CD39 immunolabelled flat choroids showing the CC pattern (a, b) and TEM images showing the structure of developing CC (c–f). At 9 WG (a), CD39-positive cells are organized into highly cellular solid cord-like structures without apparent lumen. By 12 WG (b), the capillaries have thinned, lumen have formed, and cellularity has decreased markedly. (c) In ultrathin sections from 11 WG choroid, plump EC nuclei (e) with condensed chromatin line a slit-like lumen (asterisk). Cytoplasmic extensions (arrow) projected into the lumenal space and in some cases made intimate contact with erythroblasts.
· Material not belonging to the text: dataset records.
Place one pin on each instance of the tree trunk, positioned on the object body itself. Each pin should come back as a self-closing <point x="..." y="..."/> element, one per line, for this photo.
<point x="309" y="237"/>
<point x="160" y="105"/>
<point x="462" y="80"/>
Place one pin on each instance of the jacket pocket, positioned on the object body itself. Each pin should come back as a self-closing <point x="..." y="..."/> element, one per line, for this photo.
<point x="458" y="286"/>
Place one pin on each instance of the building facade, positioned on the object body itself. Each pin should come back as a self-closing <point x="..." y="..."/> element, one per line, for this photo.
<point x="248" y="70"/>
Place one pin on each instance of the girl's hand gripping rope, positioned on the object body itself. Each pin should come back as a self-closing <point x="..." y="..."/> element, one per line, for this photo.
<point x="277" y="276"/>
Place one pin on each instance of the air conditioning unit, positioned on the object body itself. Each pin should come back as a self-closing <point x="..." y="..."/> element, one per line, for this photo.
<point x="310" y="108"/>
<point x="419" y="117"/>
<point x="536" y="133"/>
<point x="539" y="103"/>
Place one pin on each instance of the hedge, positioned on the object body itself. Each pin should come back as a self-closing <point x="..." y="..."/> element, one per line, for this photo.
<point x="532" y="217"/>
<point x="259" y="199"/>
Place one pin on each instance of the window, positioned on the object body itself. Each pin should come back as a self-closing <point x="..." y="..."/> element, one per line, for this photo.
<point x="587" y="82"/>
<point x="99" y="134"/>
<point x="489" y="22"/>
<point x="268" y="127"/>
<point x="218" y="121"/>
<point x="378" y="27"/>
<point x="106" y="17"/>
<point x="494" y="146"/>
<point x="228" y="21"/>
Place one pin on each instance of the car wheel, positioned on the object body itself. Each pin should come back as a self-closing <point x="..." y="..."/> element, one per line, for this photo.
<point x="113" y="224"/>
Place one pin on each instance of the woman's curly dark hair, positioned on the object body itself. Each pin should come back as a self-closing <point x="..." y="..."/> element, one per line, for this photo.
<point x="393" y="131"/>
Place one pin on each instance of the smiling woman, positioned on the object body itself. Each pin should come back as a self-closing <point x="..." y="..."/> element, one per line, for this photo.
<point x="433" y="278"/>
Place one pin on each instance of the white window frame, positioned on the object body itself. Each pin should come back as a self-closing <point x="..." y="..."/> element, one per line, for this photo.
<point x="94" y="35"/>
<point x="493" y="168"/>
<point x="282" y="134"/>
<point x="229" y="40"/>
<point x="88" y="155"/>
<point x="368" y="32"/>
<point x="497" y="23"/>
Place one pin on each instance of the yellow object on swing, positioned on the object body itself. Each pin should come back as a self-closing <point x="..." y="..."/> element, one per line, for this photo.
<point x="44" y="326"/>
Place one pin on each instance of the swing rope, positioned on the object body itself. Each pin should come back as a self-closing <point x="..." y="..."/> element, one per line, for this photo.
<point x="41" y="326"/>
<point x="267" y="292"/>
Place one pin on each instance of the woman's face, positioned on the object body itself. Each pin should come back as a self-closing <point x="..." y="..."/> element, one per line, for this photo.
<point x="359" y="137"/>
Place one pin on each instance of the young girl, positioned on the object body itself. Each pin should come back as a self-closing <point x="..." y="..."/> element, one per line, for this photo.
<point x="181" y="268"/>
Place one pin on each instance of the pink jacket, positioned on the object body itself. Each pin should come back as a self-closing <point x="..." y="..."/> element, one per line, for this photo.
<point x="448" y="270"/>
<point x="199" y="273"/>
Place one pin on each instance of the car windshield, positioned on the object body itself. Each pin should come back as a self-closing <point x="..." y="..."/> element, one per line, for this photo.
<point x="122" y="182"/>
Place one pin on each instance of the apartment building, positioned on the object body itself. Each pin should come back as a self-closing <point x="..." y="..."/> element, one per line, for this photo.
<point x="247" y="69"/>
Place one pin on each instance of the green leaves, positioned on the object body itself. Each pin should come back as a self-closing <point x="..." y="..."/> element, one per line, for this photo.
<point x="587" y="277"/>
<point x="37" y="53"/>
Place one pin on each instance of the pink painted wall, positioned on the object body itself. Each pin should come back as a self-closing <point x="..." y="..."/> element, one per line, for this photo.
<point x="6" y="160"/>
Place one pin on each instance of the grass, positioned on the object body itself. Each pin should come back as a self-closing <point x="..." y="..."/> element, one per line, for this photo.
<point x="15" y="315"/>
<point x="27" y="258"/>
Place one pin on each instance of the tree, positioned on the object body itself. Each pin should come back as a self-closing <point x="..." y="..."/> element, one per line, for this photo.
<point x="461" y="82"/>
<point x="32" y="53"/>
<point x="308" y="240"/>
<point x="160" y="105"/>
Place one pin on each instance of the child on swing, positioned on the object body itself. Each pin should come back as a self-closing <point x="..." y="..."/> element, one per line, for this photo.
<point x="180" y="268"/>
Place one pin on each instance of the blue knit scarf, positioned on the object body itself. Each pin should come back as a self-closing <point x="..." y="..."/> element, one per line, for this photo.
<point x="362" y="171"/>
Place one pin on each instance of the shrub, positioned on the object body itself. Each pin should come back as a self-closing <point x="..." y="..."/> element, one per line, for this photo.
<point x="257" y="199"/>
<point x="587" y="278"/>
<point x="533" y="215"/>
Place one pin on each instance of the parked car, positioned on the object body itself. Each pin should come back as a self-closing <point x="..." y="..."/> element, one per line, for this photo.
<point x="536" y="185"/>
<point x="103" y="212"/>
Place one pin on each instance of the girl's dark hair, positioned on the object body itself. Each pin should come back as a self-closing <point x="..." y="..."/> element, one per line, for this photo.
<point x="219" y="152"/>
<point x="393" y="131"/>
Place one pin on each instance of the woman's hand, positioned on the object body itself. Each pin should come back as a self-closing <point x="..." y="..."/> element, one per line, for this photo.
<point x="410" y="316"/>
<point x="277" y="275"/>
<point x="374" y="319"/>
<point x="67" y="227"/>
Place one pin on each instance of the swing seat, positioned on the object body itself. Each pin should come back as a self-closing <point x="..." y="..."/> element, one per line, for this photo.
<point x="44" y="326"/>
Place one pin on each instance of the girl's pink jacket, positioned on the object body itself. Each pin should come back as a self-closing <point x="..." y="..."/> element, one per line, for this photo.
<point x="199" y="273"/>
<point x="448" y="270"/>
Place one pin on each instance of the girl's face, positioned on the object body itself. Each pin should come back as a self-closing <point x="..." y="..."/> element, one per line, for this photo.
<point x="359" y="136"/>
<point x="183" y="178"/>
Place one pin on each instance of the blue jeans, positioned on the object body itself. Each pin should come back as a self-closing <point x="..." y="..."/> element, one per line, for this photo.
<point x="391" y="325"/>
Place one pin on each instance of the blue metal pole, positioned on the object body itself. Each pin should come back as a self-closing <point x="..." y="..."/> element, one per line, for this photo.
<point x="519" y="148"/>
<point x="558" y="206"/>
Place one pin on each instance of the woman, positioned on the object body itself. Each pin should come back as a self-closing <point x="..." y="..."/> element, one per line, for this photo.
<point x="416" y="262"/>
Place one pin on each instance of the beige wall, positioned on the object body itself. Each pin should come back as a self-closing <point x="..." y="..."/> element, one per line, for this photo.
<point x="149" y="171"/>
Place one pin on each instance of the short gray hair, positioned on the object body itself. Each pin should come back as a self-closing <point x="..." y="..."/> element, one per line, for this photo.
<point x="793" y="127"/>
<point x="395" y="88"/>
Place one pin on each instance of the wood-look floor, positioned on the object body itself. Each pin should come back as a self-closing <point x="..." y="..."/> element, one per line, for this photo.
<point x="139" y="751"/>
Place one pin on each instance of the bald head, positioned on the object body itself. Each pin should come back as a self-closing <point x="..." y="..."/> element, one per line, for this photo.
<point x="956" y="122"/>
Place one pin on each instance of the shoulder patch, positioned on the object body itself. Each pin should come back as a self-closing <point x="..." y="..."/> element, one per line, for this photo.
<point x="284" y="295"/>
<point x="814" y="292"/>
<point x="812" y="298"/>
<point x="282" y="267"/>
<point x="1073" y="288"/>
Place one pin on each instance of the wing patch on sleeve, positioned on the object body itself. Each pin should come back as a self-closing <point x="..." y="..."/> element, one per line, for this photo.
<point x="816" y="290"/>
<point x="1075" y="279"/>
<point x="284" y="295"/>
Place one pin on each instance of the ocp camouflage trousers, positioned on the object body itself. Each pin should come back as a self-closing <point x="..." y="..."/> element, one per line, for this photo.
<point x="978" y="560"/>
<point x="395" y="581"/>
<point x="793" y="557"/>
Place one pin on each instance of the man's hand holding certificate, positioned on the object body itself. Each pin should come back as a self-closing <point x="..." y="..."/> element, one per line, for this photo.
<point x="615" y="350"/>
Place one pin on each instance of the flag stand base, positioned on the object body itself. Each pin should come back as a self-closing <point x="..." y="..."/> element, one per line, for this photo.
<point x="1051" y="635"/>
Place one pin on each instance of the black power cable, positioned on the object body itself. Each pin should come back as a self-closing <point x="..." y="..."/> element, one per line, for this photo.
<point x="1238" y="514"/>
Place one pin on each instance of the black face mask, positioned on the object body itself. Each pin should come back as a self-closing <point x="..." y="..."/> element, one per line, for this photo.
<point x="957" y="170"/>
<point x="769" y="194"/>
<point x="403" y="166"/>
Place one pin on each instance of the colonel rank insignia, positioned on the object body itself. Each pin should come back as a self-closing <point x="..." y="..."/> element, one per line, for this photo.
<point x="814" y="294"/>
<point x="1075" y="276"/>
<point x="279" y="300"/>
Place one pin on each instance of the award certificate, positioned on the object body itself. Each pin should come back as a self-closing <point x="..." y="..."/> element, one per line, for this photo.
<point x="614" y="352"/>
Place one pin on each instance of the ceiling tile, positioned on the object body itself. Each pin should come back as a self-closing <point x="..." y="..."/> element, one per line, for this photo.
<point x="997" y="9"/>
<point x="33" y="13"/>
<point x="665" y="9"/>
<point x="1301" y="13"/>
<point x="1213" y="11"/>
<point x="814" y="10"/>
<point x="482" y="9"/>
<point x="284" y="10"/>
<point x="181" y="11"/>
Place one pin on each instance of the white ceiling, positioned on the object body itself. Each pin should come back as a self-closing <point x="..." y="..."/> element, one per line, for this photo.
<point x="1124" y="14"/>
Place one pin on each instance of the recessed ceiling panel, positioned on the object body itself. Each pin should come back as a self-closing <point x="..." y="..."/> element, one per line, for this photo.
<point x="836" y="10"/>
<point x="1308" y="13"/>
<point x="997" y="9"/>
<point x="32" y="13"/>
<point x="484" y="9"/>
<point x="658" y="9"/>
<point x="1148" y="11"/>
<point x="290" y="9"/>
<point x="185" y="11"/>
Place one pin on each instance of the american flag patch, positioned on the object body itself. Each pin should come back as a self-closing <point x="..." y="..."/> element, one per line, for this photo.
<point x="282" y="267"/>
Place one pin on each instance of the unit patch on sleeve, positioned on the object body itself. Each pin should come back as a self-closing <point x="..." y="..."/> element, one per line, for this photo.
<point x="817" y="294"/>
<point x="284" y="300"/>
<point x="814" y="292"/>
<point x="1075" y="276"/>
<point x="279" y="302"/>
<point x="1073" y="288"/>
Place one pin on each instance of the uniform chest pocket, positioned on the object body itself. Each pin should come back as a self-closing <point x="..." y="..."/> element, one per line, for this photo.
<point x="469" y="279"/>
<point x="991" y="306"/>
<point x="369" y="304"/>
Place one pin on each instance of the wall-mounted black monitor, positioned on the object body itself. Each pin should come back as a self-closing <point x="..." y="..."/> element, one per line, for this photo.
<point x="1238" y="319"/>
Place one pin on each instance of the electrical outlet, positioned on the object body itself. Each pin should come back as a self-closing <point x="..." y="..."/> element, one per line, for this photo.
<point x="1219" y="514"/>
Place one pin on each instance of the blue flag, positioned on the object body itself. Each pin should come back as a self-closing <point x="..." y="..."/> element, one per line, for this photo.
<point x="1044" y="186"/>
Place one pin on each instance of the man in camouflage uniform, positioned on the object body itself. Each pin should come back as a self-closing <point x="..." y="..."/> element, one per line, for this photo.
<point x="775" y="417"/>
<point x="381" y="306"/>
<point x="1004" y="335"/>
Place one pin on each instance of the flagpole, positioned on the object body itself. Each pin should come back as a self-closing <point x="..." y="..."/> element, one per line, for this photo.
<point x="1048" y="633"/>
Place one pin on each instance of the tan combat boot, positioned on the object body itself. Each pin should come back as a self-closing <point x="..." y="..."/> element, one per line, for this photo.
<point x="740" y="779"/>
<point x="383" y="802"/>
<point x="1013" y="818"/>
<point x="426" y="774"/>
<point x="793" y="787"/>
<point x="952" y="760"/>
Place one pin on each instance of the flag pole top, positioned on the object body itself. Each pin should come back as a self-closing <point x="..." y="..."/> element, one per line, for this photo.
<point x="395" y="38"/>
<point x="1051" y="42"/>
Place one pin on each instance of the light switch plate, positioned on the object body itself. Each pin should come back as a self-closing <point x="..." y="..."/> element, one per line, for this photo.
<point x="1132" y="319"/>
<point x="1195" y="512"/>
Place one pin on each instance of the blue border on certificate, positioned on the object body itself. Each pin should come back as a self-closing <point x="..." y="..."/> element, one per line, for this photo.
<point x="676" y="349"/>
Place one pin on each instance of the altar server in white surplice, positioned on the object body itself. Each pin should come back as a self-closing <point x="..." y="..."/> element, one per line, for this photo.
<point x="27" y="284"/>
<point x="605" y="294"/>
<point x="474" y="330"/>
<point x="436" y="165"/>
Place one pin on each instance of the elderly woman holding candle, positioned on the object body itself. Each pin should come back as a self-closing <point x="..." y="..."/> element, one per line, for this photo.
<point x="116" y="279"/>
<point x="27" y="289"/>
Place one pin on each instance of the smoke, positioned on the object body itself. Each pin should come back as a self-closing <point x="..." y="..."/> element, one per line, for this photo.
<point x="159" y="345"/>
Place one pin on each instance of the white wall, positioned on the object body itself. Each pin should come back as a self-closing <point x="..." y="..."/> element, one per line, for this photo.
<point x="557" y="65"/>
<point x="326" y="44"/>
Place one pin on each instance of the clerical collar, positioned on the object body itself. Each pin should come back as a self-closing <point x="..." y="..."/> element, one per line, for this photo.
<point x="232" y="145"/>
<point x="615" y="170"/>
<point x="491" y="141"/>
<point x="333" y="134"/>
Perivascular cells, putative pericytes (p), had ultrastructural features identical to the immature ECs. (d) In sections from a 16 WG choroid, lumenal spaces were more apparent (asterisk), the EC nuclei had finer chromatin, were reduced in volume, and had decreased cytoplasmic projections. (e) By 22 WG, lumens were broad and flat, ECs had thinned and definitive pericytes (p) were present on the outer surface of the capillaries. At this stage of development, fenestrations were present along inner aspect of the CC. (f) Fenestrations on the retinal side of a CC lumen at 22 WG. (Scale bars = 20 μm (a, b); 2 μm (c, d); 4 μm (e); and 50 nm (f)).